Its teachers are being asked to put more emphasis on critical thinking and less on rote learning. Universities are broadening their entrance criteria to include aptitude, not just exam scores. Moreover the Singaporean government’s list of desired outcomes at primary and secondary level includes “moral integrity”, “co-operation” and “lively curiosity” — which robots don’t have. Whenever a new technology comes along, there is a danger that we ascribe too much to it. Cheating is as old as the hills. When I was an undergraduate, I remember a friend buying essays from a former student who had been selling these same essays for seven years. No professor had spotted the deception. In some cases the education system has even encouraged plagiarism. For more than a decade, UK universities have required applicants to submit a 4,000 character “personal statement” of their interests and motivations. This led to a frenzy of statement-buying, parental angst and exaggerated claims about having been “fascinated by archaeology since I was five”.

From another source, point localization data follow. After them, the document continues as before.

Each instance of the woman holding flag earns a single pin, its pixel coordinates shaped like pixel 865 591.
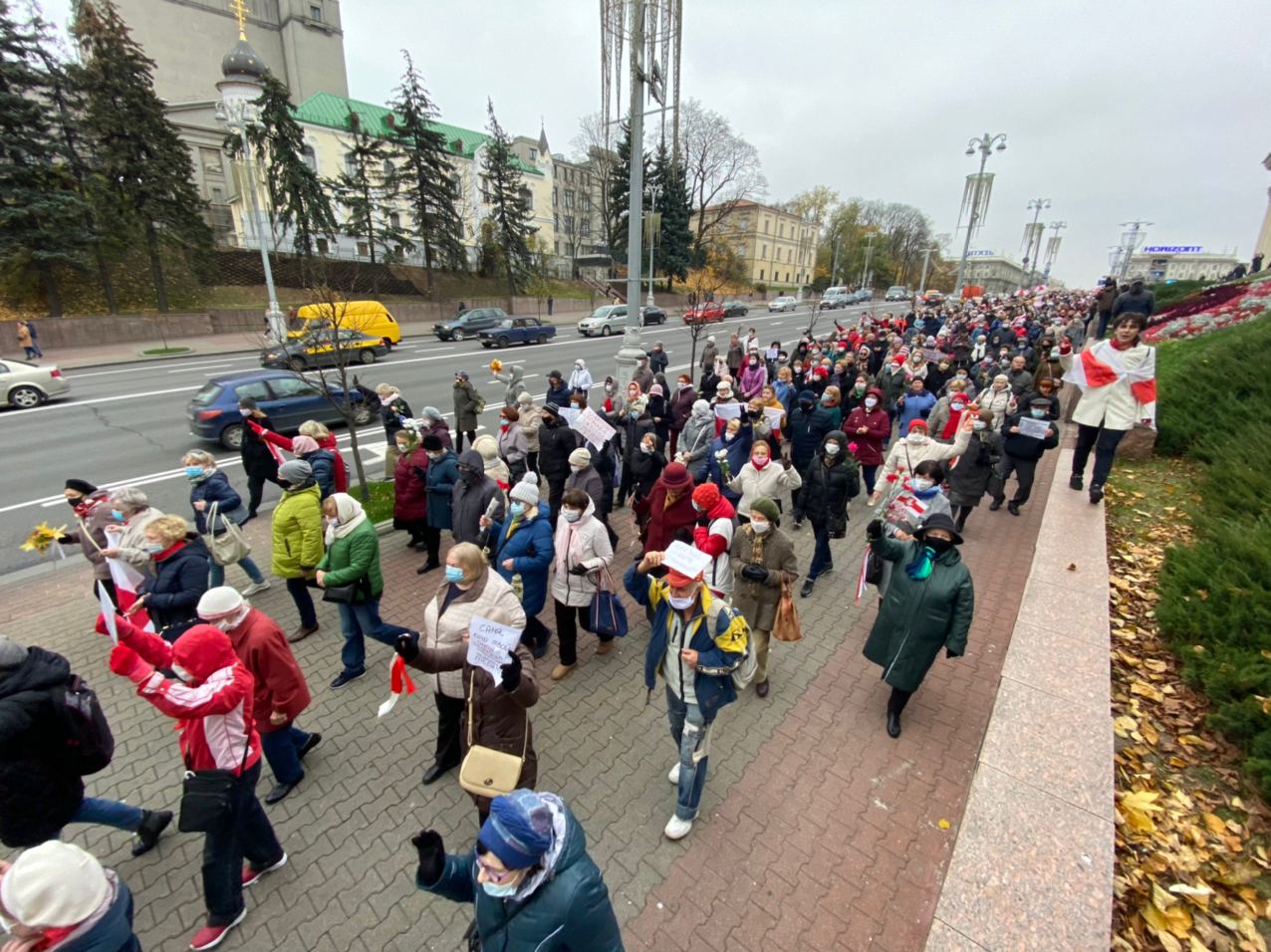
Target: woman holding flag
pixel 1118 377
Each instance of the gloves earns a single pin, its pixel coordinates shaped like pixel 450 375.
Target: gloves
pixel 406 646
pixel 511 672
pixel 432 855
pixel 127 663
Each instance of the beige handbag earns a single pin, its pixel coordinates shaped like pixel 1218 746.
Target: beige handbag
pixel 487 772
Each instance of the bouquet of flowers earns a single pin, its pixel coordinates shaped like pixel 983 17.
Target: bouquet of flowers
pixel 44 538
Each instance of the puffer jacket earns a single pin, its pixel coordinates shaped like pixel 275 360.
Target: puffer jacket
pixel 583 543
pixel 215 716
pixel 40 791
pixel 758 600
pixel 530 548
pixel 298 532
pixel 563 907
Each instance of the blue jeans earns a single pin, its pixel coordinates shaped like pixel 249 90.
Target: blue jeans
pixel 821 555
pixel 109 813
pixel 363 617
pixel 281 749
pixel 689 731
pixel 245 833
pixel 216 574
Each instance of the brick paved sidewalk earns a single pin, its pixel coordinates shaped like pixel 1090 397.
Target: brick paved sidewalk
pixel 818 831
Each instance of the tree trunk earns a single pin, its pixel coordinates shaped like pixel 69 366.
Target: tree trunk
pixel 156 267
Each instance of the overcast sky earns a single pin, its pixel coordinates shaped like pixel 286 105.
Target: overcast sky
pixel 1114 110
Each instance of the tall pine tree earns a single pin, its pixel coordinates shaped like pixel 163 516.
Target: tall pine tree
pixel 41 211
pixel 364 189
pixel 298 197
pixel 423 175
pixel 510 212
pixel 133 146
pixel 673 248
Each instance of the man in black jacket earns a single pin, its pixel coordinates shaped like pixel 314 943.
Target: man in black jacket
pixel 41 790
pixel 1021 453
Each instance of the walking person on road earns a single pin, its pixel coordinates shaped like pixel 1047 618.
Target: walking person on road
pixel 495 711
pixel 695 643
pixel 928 606
pixel 532 882
pixel 763 562
pixel 280 685
pixel 41 787
pixel 212 704
pixel 298 541
pixel 211 488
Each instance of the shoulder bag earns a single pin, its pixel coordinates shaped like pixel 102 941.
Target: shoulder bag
pixel 487 772
pixel 229 546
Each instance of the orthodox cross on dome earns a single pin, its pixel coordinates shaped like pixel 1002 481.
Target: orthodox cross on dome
pixel 240 13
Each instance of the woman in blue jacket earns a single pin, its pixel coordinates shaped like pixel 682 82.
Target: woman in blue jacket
pixel 530 878
pixel 524 546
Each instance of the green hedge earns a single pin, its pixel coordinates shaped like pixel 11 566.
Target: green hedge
pixel 1215 395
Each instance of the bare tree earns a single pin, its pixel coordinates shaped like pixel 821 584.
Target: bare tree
pixel 722 169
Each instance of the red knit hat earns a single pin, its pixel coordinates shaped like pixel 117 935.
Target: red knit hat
pixel 707 496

Last week, the personal statement was finally abolished — but on the grounds that it disadvantaged poorer applicants, not because it was a naked encouragement to lie. The statement is to be replaced by a survey which sounds as though it may be open to similar abuses. Personal statements were at least an attempt by universities to glimpse a broader picture beyond the results of GCSEs, the exams taken at 16 (undergraduate applications are made before pupils sit their A-levels). When children stay in education until at least 18, and ageing populations need to reskill throughout life, it makes little sense to skew so much of the school system to passive regurgitation at 16. The Tony Blair Institute advocates replacing GCSEs with lower stakes assessments at 16, and creating a broader baccalaureate at 18. I agree: but I would not scrap paper-based exams, which are surely the best defence against cheating. Exams are still our best way to gauge what children have learnt. But what we test needs to change, drastically. If it prompts a wholesale rethink, that in itself is a powerful legacy for ChatGPT.